I actually did not know this and will be closing my paypal account and looking at alternative ways to have that type of facility.
This makes no sense…Paypal…why when other companies do something like this and then they pay out to someone who is only 12 years old…so why doesnt paypal…their logic makes no sense what so ever!
Why can't bounties be shared between all those who discover a particular vulnerability, prior to the vulnerability being patched?
Well, you can say that he was selfish in disclosing it, BUT, Paypal was also selfish in not rewarding him in the first place.
Saying that someone had already beaten him to it does not encourage young researchers to submit problems as they will wonder whether it will be accepted.
Maybe they should have a site that you can access where it shows what bugs have been reported. I am sure a sanitised version of the bug could be put up there.
I would suggest that part of Kugler's thinking was "since PayPal claims they have already been notified about the bug then disclosing the issue is no big deal since they should have fixed it by now then." Not saying it is right… just his judgment being skewed a bit I guess with a bit of prove it mentality.

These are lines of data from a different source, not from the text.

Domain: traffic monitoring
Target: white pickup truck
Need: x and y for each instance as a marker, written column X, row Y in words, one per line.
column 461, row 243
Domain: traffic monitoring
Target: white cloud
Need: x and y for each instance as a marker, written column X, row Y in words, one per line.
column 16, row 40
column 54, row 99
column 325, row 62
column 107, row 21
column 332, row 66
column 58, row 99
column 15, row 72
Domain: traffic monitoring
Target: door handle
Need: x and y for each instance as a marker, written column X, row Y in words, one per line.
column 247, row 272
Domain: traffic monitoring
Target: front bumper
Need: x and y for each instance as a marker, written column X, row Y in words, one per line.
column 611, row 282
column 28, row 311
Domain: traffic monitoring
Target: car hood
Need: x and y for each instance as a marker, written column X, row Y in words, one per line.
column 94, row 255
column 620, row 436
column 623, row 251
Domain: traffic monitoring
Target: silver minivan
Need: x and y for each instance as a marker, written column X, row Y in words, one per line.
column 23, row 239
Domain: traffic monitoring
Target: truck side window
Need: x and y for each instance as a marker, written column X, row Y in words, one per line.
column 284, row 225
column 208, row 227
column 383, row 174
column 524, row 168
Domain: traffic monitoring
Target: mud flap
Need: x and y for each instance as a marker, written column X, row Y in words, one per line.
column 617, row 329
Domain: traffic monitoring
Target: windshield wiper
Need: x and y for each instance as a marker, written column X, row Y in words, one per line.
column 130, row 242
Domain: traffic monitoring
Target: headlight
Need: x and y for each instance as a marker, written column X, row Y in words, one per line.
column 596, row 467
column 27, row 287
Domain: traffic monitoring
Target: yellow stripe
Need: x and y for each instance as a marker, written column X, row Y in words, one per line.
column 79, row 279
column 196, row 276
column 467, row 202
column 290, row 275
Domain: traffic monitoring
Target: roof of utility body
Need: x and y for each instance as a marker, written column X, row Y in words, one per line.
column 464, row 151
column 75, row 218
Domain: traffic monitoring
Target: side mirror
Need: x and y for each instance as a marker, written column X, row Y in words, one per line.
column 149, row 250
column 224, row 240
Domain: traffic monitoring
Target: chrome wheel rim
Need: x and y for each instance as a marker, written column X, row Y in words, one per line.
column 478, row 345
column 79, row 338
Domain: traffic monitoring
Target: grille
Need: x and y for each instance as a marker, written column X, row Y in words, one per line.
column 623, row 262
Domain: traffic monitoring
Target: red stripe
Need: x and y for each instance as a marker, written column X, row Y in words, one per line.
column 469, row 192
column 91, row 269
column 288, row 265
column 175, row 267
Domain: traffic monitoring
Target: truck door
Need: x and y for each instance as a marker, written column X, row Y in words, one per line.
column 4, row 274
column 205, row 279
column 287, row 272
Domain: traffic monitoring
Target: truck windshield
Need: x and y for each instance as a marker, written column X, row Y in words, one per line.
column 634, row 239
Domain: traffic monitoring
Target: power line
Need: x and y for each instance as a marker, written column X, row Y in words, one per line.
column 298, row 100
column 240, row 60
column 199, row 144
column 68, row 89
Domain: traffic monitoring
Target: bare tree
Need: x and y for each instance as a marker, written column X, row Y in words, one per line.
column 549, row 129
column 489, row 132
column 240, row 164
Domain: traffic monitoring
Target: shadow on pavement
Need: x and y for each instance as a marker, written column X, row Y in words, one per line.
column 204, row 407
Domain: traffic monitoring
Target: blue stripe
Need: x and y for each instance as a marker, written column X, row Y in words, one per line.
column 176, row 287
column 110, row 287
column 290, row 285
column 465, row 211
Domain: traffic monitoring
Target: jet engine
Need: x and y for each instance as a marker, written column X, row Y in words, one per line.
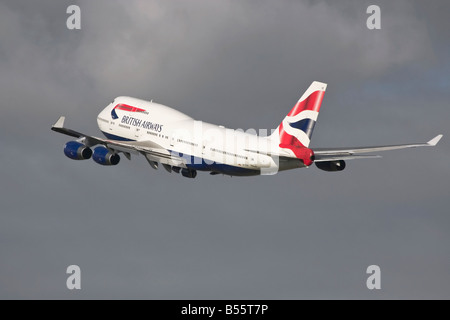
column 77, row 151
column 105, row 157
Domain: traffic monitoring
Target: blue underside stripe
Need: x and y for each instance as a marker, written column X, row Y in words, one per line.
column 196, row 163
column 114, row 137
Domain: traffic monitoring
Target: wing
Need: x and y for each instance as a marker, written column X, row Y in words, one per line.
column 323, row 154
column 152, row 151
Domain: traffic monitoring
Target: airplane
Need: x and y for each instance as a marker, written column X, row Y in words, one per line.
column 179, row 143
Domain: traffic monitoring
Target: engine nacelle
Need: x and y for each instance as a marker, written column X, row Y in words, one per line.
column 77, row 151
column 331, row 166
column 189, row 173
column 105, row 157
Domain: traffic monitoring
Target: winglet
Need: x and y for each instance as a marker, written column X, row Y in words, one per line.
column 59, row 123
column 435, row 140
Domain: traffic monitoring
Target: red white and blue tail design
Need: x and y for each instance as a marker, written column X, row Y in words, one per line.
column 295, row 131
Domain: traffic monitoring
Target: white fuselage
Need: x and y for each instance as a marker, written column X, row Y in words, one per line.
column 205, row 146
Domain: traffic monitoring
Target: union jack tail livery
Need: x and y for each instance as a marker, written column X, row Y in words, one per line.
column 295, row 131
column 172, row 140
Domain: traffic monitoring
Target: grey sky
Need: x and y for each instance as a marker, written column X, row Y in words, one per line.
column 140, row 233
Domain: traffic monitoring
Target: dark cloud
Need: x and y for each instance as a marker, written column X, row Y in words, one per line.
column 139, row 233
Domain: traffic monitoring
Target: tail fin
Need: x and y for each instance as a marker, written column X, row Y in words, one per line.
column 296, row 129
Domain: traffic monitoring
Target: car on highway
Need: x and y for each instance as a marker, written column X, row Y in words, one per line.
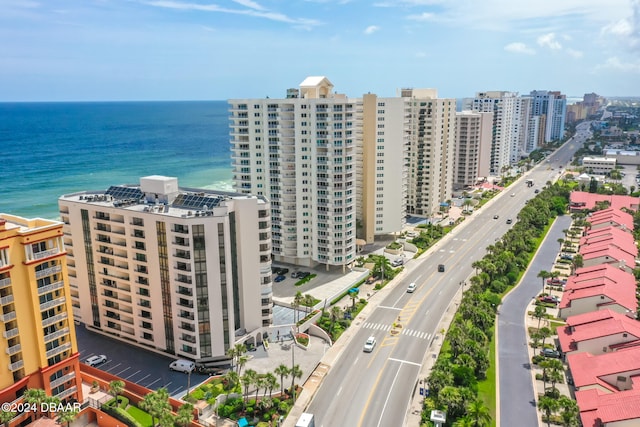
column 369, row 344
column 397, row 262
column 96, row 360
column 549, row 352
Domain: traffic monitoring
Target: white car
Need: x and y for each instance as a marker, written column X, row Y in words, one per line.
column 96, row 360
column 369, row 344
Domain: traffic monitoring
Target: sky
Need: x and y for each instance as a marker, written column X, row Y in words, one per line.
column 110, row 50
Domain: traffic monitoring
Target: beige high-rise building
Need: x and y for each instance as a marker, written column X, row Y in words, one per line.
column 182, row 271
column 38, row 344
column 331, row 166
column 430, row 153
column 473, row 147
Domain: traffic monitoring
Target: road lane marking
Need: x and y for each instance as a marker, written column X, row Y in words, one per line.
column 405, row 361
column 135, row 373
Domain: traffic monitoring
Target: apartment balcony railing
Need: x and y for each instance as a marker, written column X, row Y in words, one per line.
column 14, row 349
column 51, row 320
column 16, row 365
column 6, row 300
column 10, row 333
column 63, row 379
column 46, row 254
column 56, row 334
column 8, row 317
column 48, row 271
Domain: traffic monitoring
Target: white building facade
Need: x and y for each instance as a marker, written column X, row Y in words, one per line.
column 180, row 271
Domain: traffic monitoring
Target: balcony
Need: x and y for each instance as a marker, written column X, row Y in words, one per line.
column 48, row 271
column 51, row 320
column 16, row 365
column 63, row 379
column 52, row 287
column 46, row 254
column 56, row 334
column 10, row 333
column 53, row 303
column 6, row 300
column 8, row 317
column 14, row 349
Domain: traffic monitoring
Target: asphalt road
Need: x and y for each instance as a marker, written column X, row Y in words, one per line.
column 374, row 389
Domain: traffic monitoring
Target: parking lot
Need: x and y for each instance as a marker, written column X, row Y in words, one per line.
column 133, row 364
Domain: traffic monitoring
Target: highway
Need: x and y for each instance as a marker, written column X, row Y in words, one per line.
column 374, row 389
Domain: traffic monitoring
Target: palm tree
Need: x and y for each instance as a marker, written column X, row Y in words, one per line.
column 34, row 397
column 282, row 371
column 115, row 388
column 295, row 372
column 67, row 416
column 544, row 275
column 184, row 415
column 548, row 405
column 479, row 413
column 248, row 379
column 270, row 382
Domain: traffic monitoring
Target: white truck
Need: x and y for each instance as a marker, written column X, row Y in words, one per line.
column 305, row 420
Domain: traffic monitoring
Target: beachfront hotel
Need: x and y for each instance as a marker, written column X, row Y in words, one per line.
column 180, row 271
column 338, row 168
column 39, row 348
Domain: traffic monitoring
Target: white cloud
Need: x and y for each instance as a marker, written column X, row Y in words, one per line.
column 518, row 47
column 614, row 63
column 252, row 11
column 549, row 40
column 425, row 16
column 574, row 53
column 371, row 29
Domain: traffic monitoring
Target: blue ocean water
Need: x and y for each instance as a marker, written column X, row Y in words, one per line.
column 51, row 149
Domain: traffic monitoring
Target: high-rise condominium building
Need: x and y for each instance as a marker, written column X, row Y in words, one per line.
column 176, row 270
column 473, row 147
column 331, row 166
column 39, row 348
column 506, row 123
column 430, row 128
column 553, row 106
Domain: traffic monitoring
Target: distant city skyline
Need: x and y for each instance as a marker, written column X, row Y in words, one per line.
column 102, row 50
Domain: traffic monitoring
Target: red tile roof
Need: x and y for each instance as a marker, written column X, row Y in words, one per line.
column 602, row 370
column 598, row 324
column 584, row 200
column 597, row 407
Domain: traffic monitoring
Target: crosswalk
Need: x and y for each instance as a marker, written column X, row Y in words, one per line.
column 404, row 331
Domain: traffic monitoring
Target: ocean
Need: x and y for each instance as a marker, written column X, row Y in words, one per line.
column 51, row 149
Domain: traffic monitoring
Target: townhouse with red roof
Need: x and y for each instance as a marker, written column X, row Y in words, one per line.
column 599, row 332
column 581, row 200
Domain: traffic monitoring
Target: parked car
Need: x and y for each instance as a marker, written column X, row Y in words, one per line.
column 397, row 262
column 551, row 299
column 369, row 344
column 549, row 352
column 96, row 360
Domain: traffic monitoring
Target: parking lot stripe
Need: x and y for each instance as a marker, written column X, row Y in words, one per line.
column 132, row 374
column 149, row 385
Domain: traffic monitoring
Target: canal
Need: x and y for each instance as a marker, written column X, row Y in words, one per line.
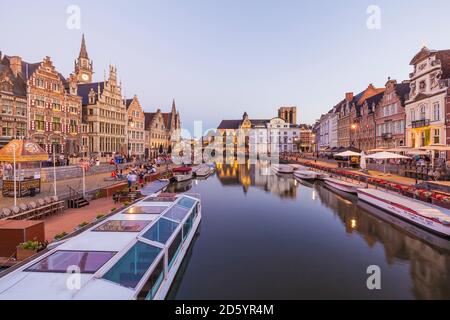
column 270, row 237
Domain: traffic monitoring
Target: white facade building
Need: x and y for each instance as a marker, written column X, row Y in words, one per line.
column 425, row 107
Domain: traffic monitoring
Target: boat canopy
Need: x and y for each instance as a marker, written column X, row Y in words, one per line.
column 182, row 170
column 126, row 256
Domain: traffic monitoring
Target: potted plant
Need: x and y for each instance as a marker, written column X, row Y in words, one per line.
column 28, row 249
column 61, row 235
column 423, row 195
column 441, row 201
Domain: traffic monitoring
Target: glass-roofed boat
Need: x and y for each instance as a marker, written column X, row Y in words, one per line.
column 132, row 255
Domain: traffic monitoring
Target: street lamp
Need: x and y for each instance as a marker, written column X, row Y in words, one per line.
column 353, row 128
column 130, row 125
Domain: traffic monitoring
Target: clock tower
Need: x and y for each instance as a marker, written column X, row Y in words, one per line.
column 84, row 68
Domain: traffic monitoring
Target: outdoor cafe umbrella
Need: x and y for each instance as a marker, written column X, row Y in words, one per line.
column 21, row 151
column 435, row 147
column 386, row 156
column 363, row 162
column 348, row 154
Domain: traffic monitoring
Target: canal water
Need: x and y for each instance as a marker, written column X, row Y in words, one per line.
column 272, row 237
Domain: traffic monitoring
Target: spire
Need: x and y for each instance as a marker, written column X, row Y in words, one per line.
column 83, row 50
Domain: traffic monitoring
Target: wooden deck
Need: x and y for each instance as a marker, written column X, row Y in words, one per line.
column 422, row 208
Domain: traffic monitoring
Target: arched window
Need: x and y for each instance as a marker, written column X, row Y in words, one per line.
column 422, row 112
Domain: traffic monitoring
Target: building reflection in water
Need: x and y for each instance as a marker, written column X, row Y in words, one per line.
column 428, row 255
column 262, row 176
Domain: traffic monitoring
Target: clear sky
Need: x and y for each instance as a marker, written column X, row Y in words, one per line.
column 220, row 58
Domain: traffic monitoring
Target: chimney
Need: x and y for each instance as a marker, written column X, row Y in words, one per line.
column 15, row 63
column 349, row 96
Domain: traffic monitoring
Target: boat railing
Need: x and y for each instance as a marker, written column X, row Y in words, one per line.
column 194, row 195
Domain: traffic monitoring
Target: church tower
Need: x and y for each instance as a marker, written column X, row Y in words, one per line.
column 84, row 69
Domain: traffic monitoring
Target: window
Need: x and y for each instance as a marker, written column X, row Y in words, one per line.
column 7, row 129
column 412, row 115
column 21, row 129
column 153, row 283
column 436, row 112
column 56, row 124
column 161, row 231
column 174, row 249
column 39, row 122
column 59, row 262
column 40, row 83
column 73, row 126
column 130, row 269
column 422, row 113
column 122, row 226
column 436, row 137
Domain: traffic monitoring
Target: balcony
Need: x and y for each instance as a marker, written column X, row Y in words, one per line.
column 420, row 123
column 386, row 136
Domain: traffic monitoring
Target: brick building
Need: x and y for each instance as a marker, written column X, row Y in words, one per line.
column 104, row 110
column 136, row 128
column 54, row 109
column 13, row 101
column 390, row 115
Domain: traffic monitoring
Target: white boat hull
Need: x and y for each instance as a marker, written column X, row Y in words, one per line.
column 341, row 185
column 283, row 169
column 183, row 177
column 306, row 175
column 167, row 283
column 409, row 214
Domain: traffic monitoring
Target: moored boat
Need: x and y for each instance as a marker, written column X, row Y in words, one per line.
column 306, row 174
column 430, row 217
column 203, row 171
column 297, row 167
column 342, row 185
column 283, row 168
column 182, row 174
column 134, row 254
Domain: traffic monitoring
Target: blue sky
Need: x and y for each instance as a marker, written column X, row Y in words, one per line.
column 220, row 58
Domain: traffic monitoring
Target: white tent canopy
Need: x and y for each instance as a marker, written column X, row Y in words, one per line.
column 386, row 156
column 363, row 162
column 347, row 154
column 436, row 147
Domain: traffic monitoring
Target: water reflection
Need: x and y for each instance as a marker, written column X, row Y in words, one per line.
column 261, row 176
column 323, row 239
column 427, row 254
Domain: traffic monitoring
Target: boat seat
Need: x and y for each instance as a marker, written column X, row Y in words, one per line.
column 6, row 212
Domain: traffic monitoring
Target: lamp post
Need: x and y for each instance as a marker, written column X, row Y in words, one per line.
column 130, row 125
column 353, row 128
column 15, row 175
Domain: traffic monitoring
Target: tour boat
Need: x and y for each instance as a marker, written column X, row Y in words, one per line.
column 305, row 174
column 411, row 229
column 430, row 217
column 342, row 185
column 283, row 168
column 203, row 171
column 297, row 167
column 182, row 174
column 134, row 254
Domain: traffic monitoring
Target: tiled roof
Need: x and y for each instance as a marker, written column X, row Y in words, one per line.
column 149, row 118
column 19, row 85
column 85, row 88
column 230, row 124
column 402, row 90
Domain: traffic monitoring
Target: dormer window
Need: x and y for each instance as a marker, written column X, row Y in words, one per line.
column 422, row 86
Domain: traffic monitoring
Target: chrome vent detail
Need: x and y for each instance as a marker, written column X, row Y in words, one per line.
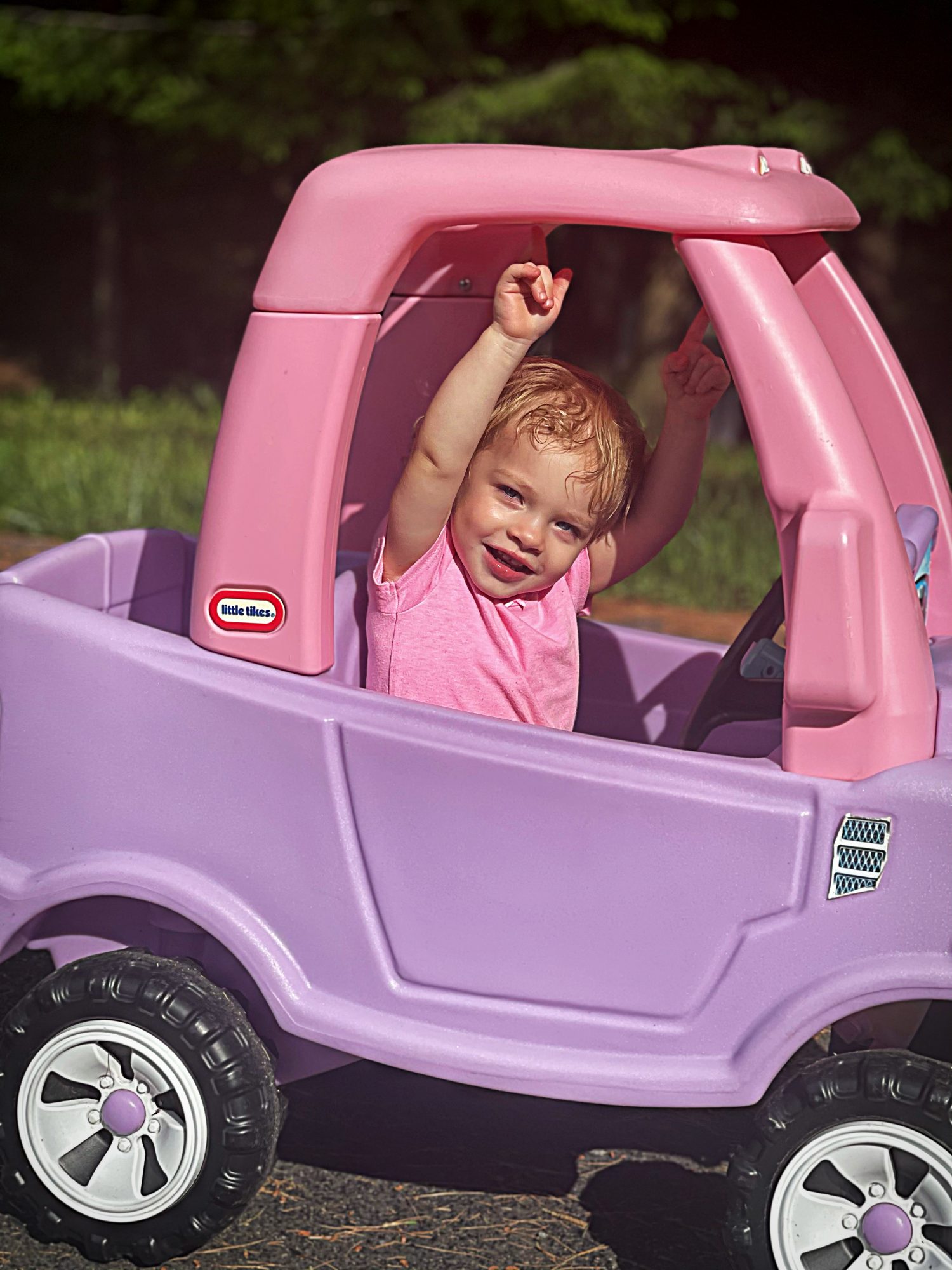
column 860, row 854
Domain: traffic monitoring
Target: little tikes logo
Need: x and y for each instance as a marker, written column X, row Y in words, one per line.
column 258, row 612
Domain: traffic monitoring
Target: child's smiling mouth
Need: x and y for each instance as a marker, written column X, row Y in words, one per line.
column 505, row 566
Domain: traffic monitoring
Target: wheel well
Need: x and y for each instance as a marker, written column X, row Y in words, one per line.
column 83, row 928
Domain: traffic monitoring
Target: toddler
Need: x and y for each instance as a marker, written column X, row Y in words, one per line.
column 529, row 490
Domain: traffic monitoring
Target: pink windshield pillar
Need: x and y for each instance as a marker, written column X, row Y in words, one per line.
column 859, row 693
column 265, row 568
column 884, row 399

What other recourse does someone have that sees an actively exploitable bug, and are told "without proof" that we already know about that? Again I am not suggesting what he did was right… just wondering what would have been better?
Looks like it's hands down for payment. Typical Pay-Pal operations. I don't and will never use them and everything with them seems to become so involved it isn't worth the time.
It would be nice for them to announce who did collect on it and when they were acknowledged to have announce it to Pay Pal. This would help. Sounds like they were going to stiff him no matter what.
Another vote for the corporate people?
Did someone actually previously find the bug, or was this just an excuse to avoid paying a reward? Age should not be an issue in this matter; isn't the internet supposed to be age/gender neutral?
Paypal are doubly wrong.
If they knew about the bug they should have expedited counter-measures. The reward should be available to all who told them about it before they killed the bug.
Secondly, having made and broadcast the rules, they are altering them retrospectively.
I do not condone the youngster's behaviour in publicly disclosing the bug, but that is liable to happen when a juvenile trouble-shooter is shunned by the company he tried to help.
Way to go Paypal – way to inspire our youth to explore and excel – though to be honest, don't expect much from you guys – and you deliver – in spades.
And on the subject of public disclosure, should Kruger have publicly disclosed the bug, out of spite?
Yes. As we see, it works. Otherwise the behavior of PayPal would have been forgotten which would be bad.
The age issue is moot as the cross-site scripting (XSS) flaw was previously reported in November of 2012. In this case, paypal’s refusal was legit. If you need confirmation, google it.